Do you know what that means to me?
That means that not only every church building I have ever entered, but every home I have lived in has also been My Father’s house. God has been there, before us, behind us, beside us and in us.
We have practiced being in the presence of God.
Now that we cannot worship together, I want to talk a little about one of my theories of worship.
There have been many books written about what worship is, why it is important, what we give, and more importantly, what we receive. (Being Lutheran, our focus is always on sacrament rather than sacrifice, in other words, we receive more from God than we ever give to him.)
Anyway I believe that when we do those little things that are part of the Christian life, like praying, reading the bible, looking for God in a given situation, we are practicing being in the presence of God. Getting comfortable with him, getting used to being in his presence. We are in our Father’s house, in his presence.
This rises in intensity when we come together for worship, we are in the presence of his church, other Christians who, like us, we are told are “Living stones” in the building of the church, we put aside a time to go to a place that is also put aside for this one purpose, and we concentrate wholly and solely on being in the presence of God.
At the moment, this focus, this rise in intensity has to take place in our own homes, still, as I said, rooms in our Father’s house, just rooms that are maybe being repurposed during this isolation time. It is hard to have same focus and intensity that we have in worship together in a church building. If you are like my family you talk about what is going on in the video, you get a drink of water, make sure you have a cuppa, take care of other details, but that’s okay. You are still in the house of God. For this time that you are watching this you are practicing being in the presence of God in a new way at home.
When this time of isolation is over, we will come back together as a church family, and all of you who are watching are welcome to join us if you can, if you are close enough. Why don’t we just keep doing videos and not meet together in the church buildings? More people could hear the message that way, and it would save on electricity at the church etc?
1. We as human beings are made for community. We NEED to be together.

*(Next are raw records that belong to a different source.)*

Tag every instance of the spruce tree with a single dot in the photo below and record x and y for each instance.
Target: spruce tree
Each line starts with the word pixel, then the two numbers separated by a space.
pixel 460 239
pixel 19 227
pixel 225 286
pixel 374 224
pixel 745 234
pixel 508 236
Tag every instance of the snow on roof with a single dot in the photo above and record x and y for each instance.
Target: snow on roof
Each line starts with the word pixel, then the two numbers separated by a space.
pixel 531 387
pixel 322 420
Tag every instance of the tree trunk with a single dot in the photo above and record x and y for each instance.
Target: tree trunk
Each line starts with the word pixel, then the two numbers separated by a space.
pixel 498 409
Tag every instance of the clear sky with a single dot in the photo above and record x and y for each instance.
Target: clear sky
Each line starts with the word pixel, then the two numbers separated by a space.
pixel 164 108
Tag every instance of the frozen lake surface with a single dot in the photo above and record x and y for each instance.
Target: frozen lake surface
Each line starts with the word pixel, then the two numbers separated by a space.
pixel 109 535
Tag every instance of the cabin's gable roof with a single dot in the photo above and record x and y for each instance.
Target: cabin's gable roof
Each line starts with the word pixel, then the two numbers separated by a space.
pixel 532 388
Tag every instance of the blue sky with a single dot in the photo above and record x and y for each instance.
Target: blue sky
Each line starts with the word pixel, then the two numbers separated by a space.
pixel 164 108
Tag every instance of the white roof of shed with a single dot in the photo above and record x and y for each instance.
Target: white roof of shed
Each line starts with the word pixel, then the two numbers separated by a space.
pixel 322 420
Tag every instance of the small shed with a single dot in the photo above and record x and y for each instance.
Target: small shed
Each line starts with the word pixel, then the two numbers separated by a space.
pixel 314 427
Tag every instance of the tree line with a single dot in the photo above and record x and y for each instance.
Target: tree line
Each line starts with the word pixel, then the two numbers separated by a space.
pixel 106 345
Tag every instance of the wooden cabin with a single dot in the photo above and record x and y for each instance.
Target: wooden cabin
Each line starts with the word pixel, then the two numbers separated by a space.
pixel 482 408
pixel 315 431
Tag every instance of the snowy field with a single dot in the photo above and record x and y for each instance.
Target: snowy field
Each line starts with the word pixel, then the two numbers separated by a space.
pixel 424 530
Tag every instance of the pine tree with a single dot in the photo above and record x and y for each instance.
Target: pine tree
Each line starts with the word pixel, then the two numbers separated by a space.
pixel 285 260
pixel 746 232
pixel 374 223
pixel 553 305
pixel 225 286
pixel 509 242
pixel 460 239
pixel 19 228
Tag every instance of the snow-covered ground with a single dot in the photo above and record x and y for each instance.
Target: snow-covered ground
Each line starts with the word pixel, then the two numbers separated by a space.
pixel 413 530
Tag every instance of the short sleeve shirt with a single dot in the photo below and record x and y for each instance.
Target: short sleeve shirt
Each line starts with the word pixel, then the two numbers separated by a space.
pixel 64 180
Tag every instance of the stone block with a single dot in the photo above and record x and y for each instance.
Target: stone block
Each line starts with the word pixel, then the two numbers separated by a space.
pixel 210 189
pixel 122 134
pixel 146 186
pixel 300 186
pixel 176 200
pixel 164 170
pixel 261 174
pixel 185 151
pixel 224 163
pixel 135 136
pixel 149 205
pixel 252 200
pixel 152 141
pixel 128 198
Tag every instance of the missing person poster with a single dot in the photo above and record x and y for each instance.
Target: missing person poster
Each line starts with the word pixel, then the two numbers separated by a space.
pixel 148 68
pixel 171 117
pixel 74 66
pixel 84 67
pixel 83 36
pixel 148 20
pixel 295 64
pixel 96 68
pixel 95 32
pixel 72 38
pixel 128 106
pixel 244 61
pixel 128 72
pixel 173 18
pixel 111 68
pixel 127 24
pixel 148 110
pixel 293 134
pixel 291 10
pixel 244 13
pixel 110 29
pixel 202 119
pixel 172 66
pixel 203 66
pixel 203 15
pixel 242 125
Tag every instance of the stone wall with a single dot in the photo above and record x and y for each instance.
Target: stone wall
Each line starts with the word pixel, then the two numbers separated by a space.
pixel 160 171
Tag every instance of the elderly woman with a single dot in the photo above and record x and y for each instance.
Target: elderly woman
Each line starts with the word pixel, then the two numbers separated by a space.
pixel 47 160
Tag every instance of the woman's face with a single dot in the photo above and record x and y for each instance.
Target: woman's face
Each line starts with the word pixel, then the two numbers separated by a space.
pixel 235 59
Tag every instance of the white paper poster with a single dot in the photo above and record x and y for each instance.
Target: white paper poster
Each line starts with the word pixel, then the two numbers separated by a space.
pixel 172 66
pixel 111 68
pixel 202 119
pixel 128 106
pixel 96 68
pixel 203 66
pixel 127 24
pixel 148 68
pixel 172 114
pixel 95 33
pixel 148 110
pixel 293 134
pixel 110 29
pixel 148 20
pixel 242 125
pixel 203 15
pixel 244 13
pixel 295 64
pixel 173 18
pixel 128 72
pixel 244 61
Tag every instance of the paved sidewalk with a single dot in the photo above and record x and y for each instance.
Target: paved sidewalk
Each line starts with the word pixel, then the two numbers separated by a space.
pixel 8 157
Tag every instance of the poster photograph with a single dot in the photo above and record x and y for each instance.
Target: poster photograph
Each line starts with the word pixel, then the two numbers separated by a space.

2. We cannot get back to public worship soon enough, because for so many people, definitely for me, the great crescendo of intensity in our practice of being in the presence of God, where the wave of God’s presence crashes and breaks over us is when we come to the Feast in our Father’s house. It is about Holy Communion. Have you ever noticed that you can know someone on a superficial level for a long time, but when you sit down and eat together, you reach a different level of intimacy? You get to know people as they really are when you share a meal with them.
We are told that Heaven will be the wedding feast of the lamb, imagery of a meal in celebration. Again, we are practicing. Getting ready. By the time we leave this life and land on that heavenly shore we will be so used to feasting in the presence of God, that we will not be able to wait to be there.
It will not be strange for us, but wonderful to be in our Father’s house, it is what we have been training for all our lives. The practice is over, the real thing has begun.
So we are looking at how we can record our services and our messages once the Coronavirus isolation is lifted. And if you cannot physically come and worship with us or with your own church, we will love you to come and look us up, and join us online. But if you can join a church, if you can take part in that meal hosted by Jesus himself, then practice for the big game. Practice the presence of God.
And when that day comes, as it will for all of us, when your time on this earth is over, then go to your “forever home” as they say these days. Walk in with confidence, as one who has lived and died, and lived again, in their father’s house.